Window combines mixed-media art, prop design and music to build a visual and performative persona centered on postcards and a handmade papier-mâché head. She performs at San Francisco's first Sapphic Pride Block Party and used the head as a marketing prop, wearing it while traveling on BART between Oakland and San Francisco. Childhood instability across Chicago, New York and Switzerland and time in the child protective system shaped an acute sensitivity to change and belonging. Postcard Memories explores home as a feeling of ease, safety and the ability to dream freely amid global displacement.
As a kid, Window moved often. She spent the majority of her childhood around Chicago, as well as in New York and Switzerland. Partially raised by her grandparents, Window also spent time in "the system," she says, in reference to child protective services. "One of the few things that kept me connected to my foundation was my father," Window says in a call with KQED. Although he left the family when she was a baby, he'd send her postcards from the places he'd visit, and she'd keep them in a little folder.
"It took me a while to realize that I didn't have a sense of 'home' in the way that a lot of my friends did," says Window. She soon became sensitive to the idea of change, and simultaneously curious about what connects people. The title track on Postcard Memories is inspired by the complicated idea of "home," which takes on an added layer given the increase in displacement and deportation in the U.S. and around the globe. "We're living in a time where so many people, here and abroad, are being displaced by violence, greed and forces beyond our control," she says.
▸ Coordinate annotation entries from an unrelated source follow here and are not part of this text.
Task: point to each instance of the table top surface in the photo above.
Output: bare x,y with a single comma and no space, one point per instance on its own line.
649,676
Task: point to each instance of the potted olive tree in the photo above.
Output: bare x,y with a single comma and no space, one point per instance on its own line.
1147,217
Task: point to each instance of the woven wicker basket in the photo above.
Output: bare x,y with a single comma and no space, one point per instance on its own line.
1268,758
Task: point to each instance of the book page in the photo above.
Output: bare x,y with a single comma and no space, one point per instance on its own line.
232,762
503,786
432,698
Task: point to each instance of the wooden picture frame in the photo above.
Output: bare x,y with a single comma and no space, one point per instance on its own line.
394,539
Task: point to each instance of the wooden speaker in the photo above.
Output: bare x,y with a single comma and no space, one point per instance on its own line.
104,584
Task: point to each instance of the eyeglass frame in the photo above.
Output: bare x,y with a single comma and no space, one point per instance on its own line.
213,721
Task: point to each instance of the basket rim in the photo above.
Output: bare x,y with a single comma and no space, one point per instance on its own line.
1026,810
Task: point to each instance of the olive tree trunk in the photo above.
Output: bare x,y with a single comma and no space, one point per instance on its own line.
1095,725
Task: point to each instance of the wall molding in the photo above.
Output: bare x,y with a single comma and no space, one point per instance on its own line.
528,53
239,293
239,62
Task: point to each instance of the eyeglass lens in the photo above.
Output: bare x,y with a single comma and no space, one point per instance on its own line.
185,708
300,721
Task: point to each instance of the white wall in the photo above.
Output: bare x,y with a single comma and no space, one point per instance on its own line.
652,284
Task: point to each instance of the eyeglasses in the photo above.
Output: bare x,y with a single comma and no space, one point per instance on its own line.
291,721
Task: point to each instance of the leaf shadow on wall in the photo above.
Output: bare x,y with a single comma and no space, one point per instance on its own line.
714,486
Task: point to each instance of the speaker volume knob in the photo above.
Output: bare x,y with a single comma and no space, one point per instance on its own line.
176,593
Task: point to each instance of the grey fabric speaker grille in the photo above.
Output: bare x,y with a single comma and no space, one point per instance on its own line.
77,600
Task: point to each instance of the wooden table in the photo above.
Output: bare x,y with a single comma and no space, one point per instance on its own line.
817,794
Window's experience showed her that home isn't necessarily a place, but a feeling: one of ease, safety and the "ability to dream freely."
Window, who performs this weekend at San Francisco's first Sapphic Pride Block Party, says she made the crafty cranium out of glue, water, newspaper, cardboard, paint and yarn. And she's worn it herself. "I actually went around the whole city," says Window, explaining how she took BART between Oakland and San Francisco, "in that head, with that postcard."